Sunday, 5 February 2017

Ayah Paul refuses to be interrogated by junior officers

Ayah Paul Abine, serving Advocate General of the Supreme Court of Cameroon
The defence counsel of Justice Ayah Paul Abine, the Advocate General of the Supreme Court and Chairman of the opposition Popular Action Party, PAP, has vowed that his client would not give any statement to interrogators at the SED. Lawyer Ndong maintains that his client’s arrest didn’t follow due process as provided for by the law and so he would not answer any questions from investigators.
                “Ayah has no statement to offer to judicial officers who are his subordinates. He will only speak when he is charged in court or a panel of judges is constituted to hear him according to the regulations in force,” Barrister Ndong told Cameroon Journal Friday.
                According to the lawyer, Ayah was not arrested, but abducted.  He argues that the procedure to hear a sitting judge as outlined in the country’s Criminal Procedure Code was not followed.
                We learned when a team of investigating officers visited Ayah for questioning two days after his arrest he refused to talk with them.
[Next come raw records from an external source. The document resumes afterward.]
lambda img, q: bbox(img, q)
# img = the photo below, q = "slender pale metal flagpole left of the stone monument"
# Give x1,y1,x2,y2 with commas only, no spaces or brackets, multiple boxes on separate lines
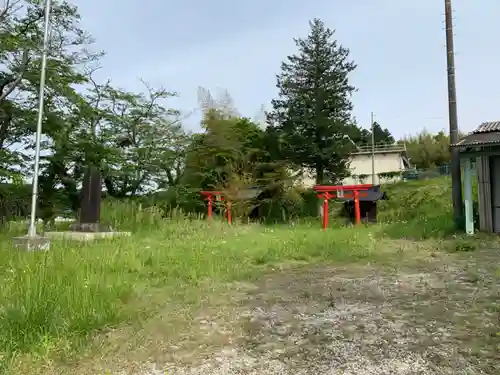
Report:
28,0,51,237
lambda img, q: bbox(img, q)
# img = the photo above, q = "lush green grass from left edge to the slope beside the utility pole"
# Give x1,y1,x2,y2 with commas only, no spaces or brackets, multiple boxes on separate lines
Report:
0,178,486,374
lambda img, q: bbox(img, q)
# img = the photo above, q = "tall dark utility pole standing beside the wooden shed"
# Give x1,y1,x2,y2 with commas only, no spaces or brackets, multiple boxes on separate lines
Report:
444,0,463,227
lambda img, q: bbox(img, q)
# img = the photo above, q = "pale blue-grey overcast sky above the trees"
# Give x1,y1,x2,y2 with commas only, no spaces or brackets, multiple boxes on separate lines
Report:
73,0,500,137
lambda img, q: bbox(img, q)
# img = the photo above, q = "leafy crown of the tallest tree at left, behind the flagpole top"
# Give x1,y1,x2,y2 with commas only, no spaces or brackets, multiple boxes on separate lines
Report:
0,0,98,181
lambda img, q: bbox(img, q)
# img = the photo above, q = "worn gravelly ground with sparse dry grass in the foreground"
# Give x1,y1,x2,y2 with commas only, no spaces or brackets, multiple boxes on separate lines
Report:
22,245,500,375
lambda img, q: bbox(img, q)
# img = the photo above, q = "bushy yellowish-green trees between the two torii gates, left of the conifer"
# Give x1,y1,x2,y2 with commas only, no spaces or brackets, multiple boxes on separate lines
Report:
177,108,308,221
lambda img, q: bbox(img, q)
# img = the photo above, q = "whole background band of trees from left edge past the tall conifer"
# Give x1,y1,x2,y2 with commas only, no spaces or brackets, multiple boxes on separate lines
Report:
0,5,449,225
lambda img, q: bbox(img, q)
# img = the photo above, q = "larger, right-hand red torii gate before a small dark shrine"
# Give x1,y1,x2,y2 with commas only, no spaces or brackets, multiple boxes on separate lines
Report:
313,184,373,230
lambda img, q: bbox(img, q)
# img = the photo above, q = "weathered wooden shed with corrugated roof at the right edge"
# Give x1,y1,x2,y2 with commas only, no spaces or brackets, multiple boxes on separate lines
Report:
451,121,500,234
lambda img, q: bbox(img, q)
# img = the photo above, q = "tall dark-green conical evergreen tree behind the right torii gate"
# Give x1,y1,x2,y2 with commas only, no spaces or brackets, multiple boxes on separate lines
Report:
268,19,356,183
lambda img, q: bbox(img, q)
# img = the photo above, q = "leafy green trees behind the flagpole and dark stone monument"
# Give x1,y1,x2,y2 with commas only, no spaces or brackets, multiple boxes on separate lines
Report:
0,0,190,218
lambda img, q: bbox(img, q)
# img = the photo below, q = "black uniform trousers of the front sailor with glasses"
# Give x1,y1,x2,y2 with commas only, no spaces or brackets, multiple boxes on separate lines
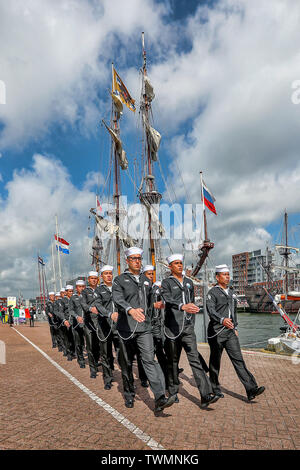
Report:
118,332,165,400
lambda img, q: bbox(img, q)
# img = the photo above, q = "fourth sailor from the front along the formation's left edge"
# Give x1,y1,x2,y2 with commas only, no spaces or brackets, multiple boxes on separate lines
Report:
69,279,86,369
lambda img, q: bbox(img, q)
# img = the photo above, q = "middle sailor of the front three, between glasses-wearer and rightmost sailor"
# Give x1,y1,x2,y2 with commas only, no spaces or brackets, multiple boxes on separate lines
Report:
161,254,218,408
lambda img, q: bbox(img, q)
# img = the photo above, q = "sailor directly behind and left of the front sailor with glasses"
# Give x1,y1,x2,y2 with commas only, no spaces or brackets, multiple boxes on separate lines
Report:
90,265,118,390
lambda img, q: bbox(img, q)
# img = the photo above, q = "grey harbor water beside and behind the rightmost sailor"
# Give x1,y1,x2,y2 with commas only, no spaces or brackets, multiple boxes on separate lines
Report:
195,312,296,349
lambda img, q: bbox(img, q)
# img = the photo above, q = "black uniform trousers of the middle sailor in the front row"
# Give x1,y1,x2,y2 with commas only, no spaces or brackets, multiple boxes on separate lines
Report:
165,325,212,397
                The team was comprised of a representative of the judicial police, a representative from the Ministry of Justice, a representative of the military prosecutor and an official of the SED.
                Ayah is quoted as saying he cannot give statements to judicial officers he is supposed to be schooling. He said what mattered to him at that moment was his health.
                Barrister Ndong said Ayah will only talk when the Attorney General of the Supreme Court constitutes a panel of three judges equal or superior to their client’s rank. Should that not happen, the defense counsel added, then Ayah will talk only in court.
                “We don’t yet know the person who ordered for our client’s arrest, nor the charges brought against him. He is steadfast to remain mute…If they continue in illegality they will take him to the military prosecutor where he still would not talk. He will only do the talking when the matter is pushed to court,” the lawyer explained.
                At the time of this report no officials of the military tribunal or the SED were available to comment.
                Though Ayah’s charges are not yet known, it is speculated that he would be given the same terrorism charge like the arrested Consortium leaders.
                It should be recalled Ayah was arrested in his residence in Yaounde and whisked off to the SED. He had initially refused to go with two elements from the SED who had come to take him from his office.
                Ayah’s arrest came in the wake of a crackdown by government on Anglophone ‘agitators’ in the North West and South West Regions.
                Both Anglophone and Francophone lawyers mobilized to freely defend the Anglophone leaders arrested in relation to the ongoing crisis in NW and SW.